4.0懐かしい気分を損なわれませんでした

2020年9月15日
PCから投稿
鑑賞方法:映画館

泣ける

幸せ

とっても懐かしい気分が損なわれませんでした。
正直日本の普通の映画ファンの方がどの程度この映画を受け入れていただけるのかとても懸念していましたが、トムハンクスの抑えた演技もありおおむね好意的なレビューが多くて安心しました。

私事ですが90年代初めに仕事の関係で家族と共に在米し、mister rogers neighborhoodは小生と家内のお気に入りの番組でありました。mister rogersの番組は小学校低学年以下を対象としていて、PBS (公共放送)で日に何度も放映されていました。語り口はとても穏やかで、日本に置き換えると尾木ママのような感じでしょうか(お姐言葉ではありませんが。)

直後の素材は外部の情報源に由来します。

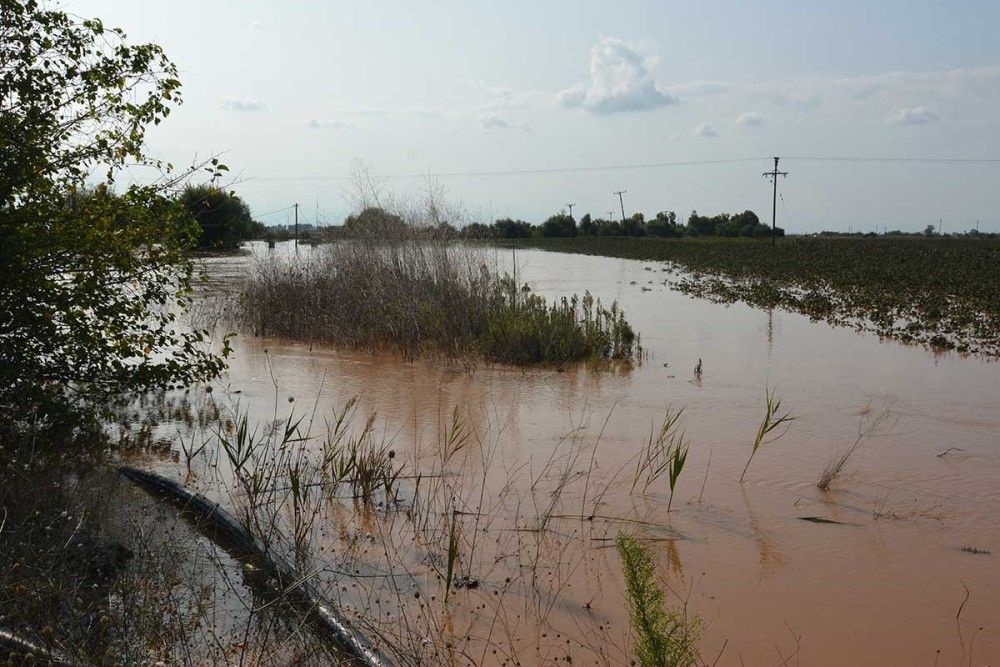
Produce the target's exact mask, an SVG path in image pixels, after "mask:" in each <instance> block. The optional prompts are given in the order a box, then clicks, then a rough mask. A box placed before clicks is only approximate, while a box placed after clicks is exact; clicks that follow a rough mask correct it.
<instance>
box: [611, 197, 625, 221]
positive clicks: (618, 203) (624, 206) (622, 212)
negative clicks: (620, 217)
mask: <svg viewBox="0 0 1000 667" xmlns="http://www.w3.org/2000/svg"><path fill="white" fill-rule="evenodd" d="M626 192H628V190H619V191H617V192H615V193H613V194H616V195H618V205H619V206H621V207H622V222H625V200H624V199H622V195H623V194H625V193H626Z"/></svg>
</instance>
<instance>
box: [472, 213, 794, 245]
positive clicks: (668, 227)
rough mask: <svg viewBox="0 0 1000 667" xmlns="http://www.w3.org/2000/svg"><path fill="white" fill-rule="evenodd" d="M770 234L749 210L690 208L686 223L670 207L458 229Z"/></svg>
mask: <svg viewBox="0 0 1000 667" xmlns="http://www.w3.org/2000/svg"><path fill="white" fill-rule="evenodd" d="M775 233H776V234H777V235H778V236H784V235H785V231H784V230H783V229H781V228H780V227H779V228H778V229H776V230H775ZM770 235H771V228H770V227H769V226H768V225H766V224H763V223H761V221H760V219H759V218H758V217H757V214H756V213H754V212H753V211H743V212H742V213H735V214H729V213H721V214H719V215H715V216H703V215H698V212H697V211H692V212H691V215H690V217H689V218H688V221H687V224H686V225H683V224H680V223H678V222H677V214H676V213H674V212H673V211H661V212H659V213H657V214H656V217H654V218H652V219H650V220H646V218H645V216H644V215H643V214H642V213H636V214H634V215H632V216H631V217H628V218H625V219H624V220H605V219H602V218H591V216H590V214H589V213H587V214H586V215H584V216H583V217H581V218H580V220H579V222H577V220H576V219H575V218H573V217H572V216H570V215H568V214H566V213H557V214H555V215H553V216H550V217H549V218H548V219H547V220H545V222H543V223H542V224H540V225H537V226H535V225H532V224H531V223H529V222H525V221H523V220H511V219H510V218H504V219H502V220H497V221H496V222H494V223H493V224H492V225H485V224H482V223H473V224H470V225H466V226H465V227H463V228H462V230H461V236H463V237H466V238H504V239H510V238H527V237H532V236H534V237H548V238H567V237H575V236H633V237H639V236H655V237H661V238H677V237H682V236H729V237H736V236H742V237H751V238H764V237H768V236H770Z"/></svg>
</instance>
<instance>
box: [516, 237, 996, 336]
mask: <svg viewBox="0 0 1000 667" xmlns="http://www.w3.org/2000/svg"><path fill="white" fill-rule="evenodd" d="M505 243H511V241H506V242H505ZM514 243H517V245H518V246H519V247H534V248H539V249H543V250H551V251H557V252H572V253H581V254H587V255H600V256H605V257H623V258H628V259H636V260H645V261H666V262H672V263H675V264H677V265H679V266H681V267H683V268H684V269H685V270H686V271H689V272H691V275H689V276H685V277H683V278H682V279H681V280H680V281H674V282H673V285H672V286H673V287H674V288H675V289H679V290H680V291H683V292H685V293H688V294H692V295H695V296H702V297H708V298H711V299H715V300H720V301H725V302H733V301H744V302H746V303H748V304H750V305H752V306H755V307H761V308H774V307H781V308H785V309H788V310H792V311H796V312H800V313H803V314H806V315H809V316H810V317H812V318H814V319H823V320H827V321H830V322H832V323H834V324H847V325H850V326H855V327H860V328H863V329H866V330H870V331H874V332H876V333H878V334H880V335H883V336H886V337H890V338H894V339H897V340H901V341H903V342H914V343H923V344H927V345H931V346H933V347H935V348H941V349H956V350H958V351H960V352H971V353H978V354H985V355H990V356H997V355H1000V240H997V239H972V238H961V239H959V238H916V237H905V238H885V237H882V238H828V237H792V238H783V239H779V240H778V243H777V246H775V247H772V246H771V244H770V242H769V241H767V240H756V239H728V238H684V239H650V238H624V237H621V238H605V237H579V238H563V239H521V240H517V241H514Z"/></svg>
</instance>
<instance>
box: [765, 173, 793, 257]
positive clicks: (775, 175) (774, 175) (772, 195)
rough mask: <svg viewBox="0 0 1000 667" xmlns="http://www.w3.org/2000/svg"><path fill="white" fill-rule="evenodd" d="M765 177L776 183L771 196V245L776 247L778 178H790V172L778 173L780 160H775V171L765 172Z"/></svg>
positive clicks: (776, 236) (777, 226)
mask: <svg viewBox="0 0 1000 667" xmlns="http://www.w3.org/2000/svg"><path fill="white" fill-rule="evenodd" d="M763 176H764V177H765V178H768V177H770V178H771V180H772V181H774V194H773V195H772V196H771V245H774V244H775V238H776V237H777V229H778V225H777V219H778V176H788V172H787V171H778V158H774V171H765V172H764V174H763ZM782 201H784V200H782Z"/></svg>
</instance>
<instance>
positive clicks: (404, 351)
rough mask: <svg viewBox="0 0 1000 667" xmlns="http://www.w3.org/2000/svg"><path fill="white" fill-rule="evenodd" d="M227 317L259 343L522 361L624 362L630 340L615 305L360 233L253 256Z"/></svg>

渡米後、早口の米国英語を解するのは特に家内にとって大変な重荷でした。そんな中小さな子供たちにも優しくゆっくり語りかけ、また表現も平易であったmister rogersで、英語の勉強をしていました。今思い返すとmister rogersが繰り返した伝えたこと、例えばYou are special, that's what I like.などから、個性を大事にして、個々を尊敬するという米国人の基本的な考え方についても学んでいたのだと思います。
当時mister rogers好きを公言すると、米人の同僚たちからは、he is too corny. (古臭い、陳腐)とかネガティブな反応があり、あまり表立ってmister rogersのことを言い出せない雰囲気がありました。そもそも教育のある大人の見るものではないみたいな印象です。映画の中で記者がmister rogersをテーマにせよと命じられた時の反応が、よく当時の雰囲気を表しているのでしよう。
mister rogers役のTom Hanksがスタジアムジャケットを着させられてArsenio HallにインタビューされるシーンやOprah Winfreyに詰問されるシーンは、当時のmister. rogersのテレビ実出演部分にTom Hanksを置換えたForrest Gumpなどにもあった手法で再現されています。古臭く道徳を説くmister rogersは、当時のメディアからさらし者的な扱いを受けていたのだと記憶します。そんな場に招待されても自分のスタイルを変えずに落着いて反論していくTom Hanksによるmister rogersの姿の再現も感動的に受取りました。
多分ほとんどのアメリカ人が子供の時にmister rogersの番組を見て育ったことは間違いなく、映画でニューヨークの飛行場やマンハッタン、ピッツバーグの街をミニチュアで表現していますが、この表現がmister rogers neighborhood番組表現の再現になっているので、過去を思い出して、なんとも言えない懐かしい気分になりました。ちなみにタイトルバックの字体、配色もTVと同じ。TV番組の再現部分は昔のアナログTV/ビデオのように輪郭部分にモアレがあって、それだけでも昔ゴーストだらけのアナログTVでmister rogersを見ていた日々を思い出す仕掛けがいっぱいでした。

家内は出てきた挿入歌を全部歌えると感慨に浸っていました。Fred Rogersその人の功績については、ドキュメンタリーのWon't you be my neighbor?『ご近所さんになろう』に詳しいです。この映画をご覧になった方は、ぜひそちらを見て、本当のFred Rogersを知って貰いたいと思います。